Seems like this may have inadvertently broken a RVV functionality test? Though the scalable version still works...

I think it's because the cost model is now teaching the vectoriser to behave sensibly, i.e. when using tail-folding if we only have fixed-width vectors available it's cheaper to use a scalar loop. That's presumably because for RISCV the compiler expands the active.lane mask into a horrible sequence of instructions. I did think about trying to somehow hack the RUN lines or add loop attributes to force tail-folding for fixed-width vectors, but given there is still testing coverage for the scalable case I figured I'd just leave it. Unless someone from RISCV has a preference - @topperc?

david-arm · 2024-05-14T11:00:54Z

Rebase.

david-arm · 2024-05-14T11:06:40Z

llvm/test/Transforms/LoopVectorize/AArch64/induction-costs-sve.ll

The tests have changed because the active lane mask cost is the same for VF=8 and VF=16. As a result the per scalar iteration cost is lower for VF=16.

david-arm · 2024-05-14T11:08:59Z

llvm/test/Transforms/LoopVectorize/RISCV/uniform-load-store.ll

@@ -430,116 +430,41 @@ define void @conditional_uniform_load(ptr noalias nocapture %a, ptr noalias noca
 ;
 ; TF-SCALABLE-LABEL: @conditional_uniform_load(
 ; TF-SCALABLE-NEXT:  entry:
-; TF-SCALABLE-NEXT:    br i1 false, label [[SCALAR_PH:%.*]], label [[VECTOR_PH:%.*]]

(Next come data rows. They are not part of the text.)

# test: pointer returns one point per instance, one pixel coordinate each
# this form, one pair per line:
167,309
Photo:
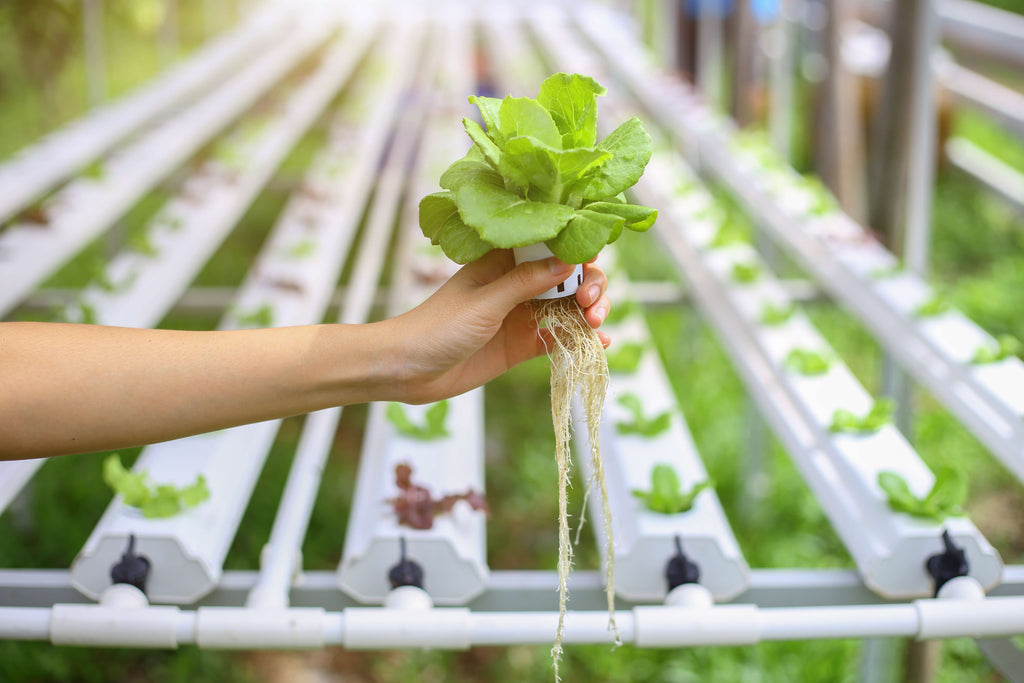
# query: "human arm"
77,388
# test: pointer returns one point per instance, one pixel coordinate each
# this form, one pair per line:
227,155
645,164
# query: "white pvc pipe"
25,624
99,626
540,628
376,628
848,622
230,628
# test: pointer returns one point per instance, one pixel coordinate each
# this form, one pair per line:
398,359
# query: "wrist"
361,364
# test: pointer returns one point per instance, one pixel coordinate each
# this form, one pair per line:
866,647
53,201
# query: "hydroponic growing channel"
387,85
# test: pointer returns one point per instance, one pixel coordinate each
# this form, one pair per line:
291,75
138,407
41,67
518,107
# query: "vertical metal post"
880,660
921,175
95,65
167,37
920,182
710,35
669,29
781,60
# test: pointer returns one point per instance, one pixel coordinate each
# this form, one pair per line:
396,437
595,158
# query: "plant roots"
579,370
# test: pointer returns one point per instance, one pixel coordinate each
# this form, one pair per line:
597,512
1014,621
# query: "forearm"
75,388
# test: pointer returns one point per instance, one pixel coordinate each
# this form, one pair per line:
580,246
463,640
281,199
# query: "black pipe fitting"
948,564
407,571
680,569
132,569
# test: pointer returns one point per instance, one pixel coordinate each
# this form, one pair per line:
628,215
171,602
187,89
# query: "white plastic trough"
982,397
185,233
38,168
644,541
187,551
192,226
890,549
453,552
84,208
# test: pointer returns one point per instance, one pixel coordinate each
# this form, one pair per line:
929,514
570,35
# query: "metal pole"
782,50
921,176
167,37
710,36
95,66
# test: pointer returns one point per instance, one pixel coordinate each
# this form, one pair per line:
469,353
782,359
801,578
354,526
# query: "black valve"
680,569
947,564
132,569
406,572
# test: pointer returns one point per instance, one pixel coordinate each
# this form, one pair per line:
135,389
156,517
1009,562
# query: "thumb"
525,282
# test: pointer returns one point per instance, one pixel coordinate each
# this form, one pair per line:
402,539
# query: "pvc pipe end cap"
124,595
690,595
962,588
409,597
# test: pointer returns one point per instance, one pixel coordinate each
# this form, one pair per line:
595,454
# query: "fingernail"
557,267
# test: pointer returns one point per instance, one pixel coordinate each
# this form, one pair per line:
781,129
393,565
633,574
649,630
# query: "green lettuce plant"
667,495
641,425
1007,346
849,422
154,500
626,358
537,173
944,500
808,361
431,428
772,314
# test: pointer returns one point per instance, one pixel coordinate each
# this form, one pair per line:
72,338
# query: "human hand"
479,324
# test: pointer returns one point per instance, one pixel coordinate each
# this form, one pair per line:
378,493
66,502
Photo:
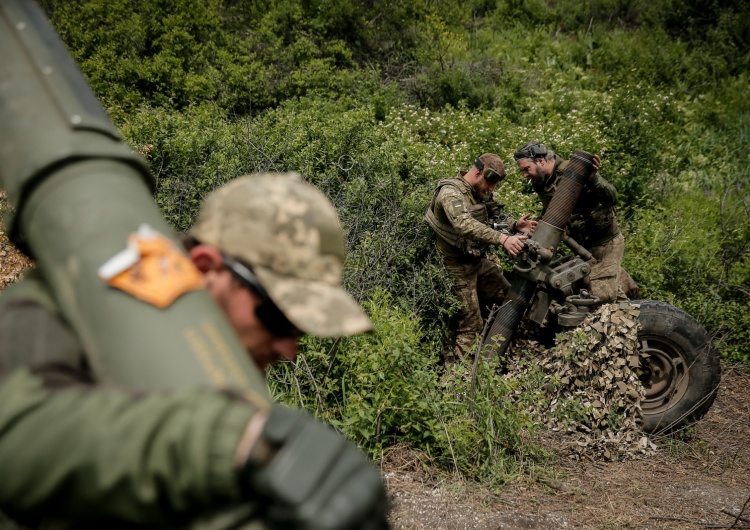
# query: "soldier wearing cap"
593,223
270,250
459,213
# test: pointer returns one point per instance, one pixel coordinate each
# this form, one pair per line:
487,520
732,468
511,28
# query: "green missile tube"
79,193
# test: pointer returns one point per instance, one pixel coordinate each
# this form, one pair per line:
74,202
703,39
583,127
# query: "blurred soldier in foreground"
462,213
127,397
593,222
270,251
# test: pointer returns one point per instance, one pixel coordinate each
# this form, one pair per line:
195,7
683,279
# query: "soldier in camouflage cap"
270,250
460,213
288,233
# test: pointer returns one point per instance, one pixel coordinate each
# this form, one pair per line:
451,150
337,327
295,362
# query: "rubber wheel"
682,374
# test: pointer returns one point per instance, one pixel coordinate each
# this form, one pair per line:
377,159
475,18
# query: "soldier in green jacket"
77,453
593,222
460,213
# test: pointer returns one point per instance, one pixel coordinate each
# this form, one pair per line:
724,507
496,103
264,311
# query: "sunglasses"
267,311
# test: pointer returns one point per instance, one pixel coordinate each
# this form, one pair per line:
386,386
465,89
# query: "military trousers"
605,274
477,284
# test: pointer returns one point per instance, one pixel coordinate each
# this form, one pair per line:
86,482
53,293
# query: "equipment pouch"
602,218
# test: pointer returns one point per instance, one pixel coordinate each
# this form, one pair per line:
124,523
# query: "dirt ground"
699,481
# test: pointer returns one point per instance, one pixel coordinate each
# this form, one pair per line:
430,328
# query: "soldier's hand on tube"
311,478
524,224
514,244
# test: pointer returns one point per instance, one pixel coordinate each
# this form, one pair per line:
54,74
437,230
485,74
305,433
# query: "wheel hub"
665,376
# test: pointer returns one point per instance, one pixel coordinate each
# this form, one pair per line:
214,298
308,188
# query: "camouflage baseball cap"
289,234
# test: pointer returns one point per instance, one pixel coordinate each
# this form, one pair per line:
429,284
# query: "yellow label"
161,273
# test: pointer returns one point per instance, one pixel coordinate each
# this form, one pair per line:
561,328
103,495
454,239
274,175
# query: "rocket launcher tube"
79,194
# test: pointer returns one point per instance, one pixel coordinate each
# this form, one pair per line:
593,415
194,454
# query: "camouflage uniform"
594,226
469,258
111,459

Both TF-SCALABLE and TF-FIXED now fail to vectorise because the additional lane mask cost has just pushed it over the cost of the scalar loop. At least for the scalable case this may indicate the cost model for get.active.lane.mask calls needs improving?

alexey-bataev · 2024-05-14T11:27:27Z

llvm/lib/Transforms/Vectorize/LoopVectorize.cpp

+  } else {
+    // This is just a stepvector, added to a splat of the current IV, followed
+    // by a vector comparison with a splat of the trip count. Since the
+    // stepvector is loop invariant it will be hoisted out so we can ignore it.
+    // This just leaves us with an add and an icmp.
+    VectorType *VecTy = VectorType::get(IndTy, VF);
+    MaskCost = TTI.getArithmeticInstrCost(Instruction::Add, VecTy, CostKind);
+    MaskCost += TTI.getCmpSelInstrCost(Instruction::ICmp, VecTy, RetTy,
+                                       ICmpInst::ICMP_ULE, CostKind, nullptr);
+  }


This is wrong for tailfolding with EVL, need a special case for this. The cost for data-with-evl tail folding style is the cost of sub i64 + cost of i32 @llvm.experimental.get.vector.length

Initial cost-modeling based on VPlan is closed to get added (#67934). it runs at the point where those decisions are materialized, so handling all cases correctly could be done in a more straight forward manner by simply implementing the costs of the EVL/ActiveLansMask/header mask compare.

If #67934 is likely to land in the next week or so, I'm happy to hold off and base it off #67934. I can take a look at it, but I may need some help understanding how to do that. :)

Does your patch automatically solve this problem @fhahn, i.e. because it walks through every VPInstruction generated in the plan and so essentially there is no extra work needed?

I've updated this patch for reference anyway with the code changes and I've added some EVL check lines to the RISCV test. The test changes will be needed regardless.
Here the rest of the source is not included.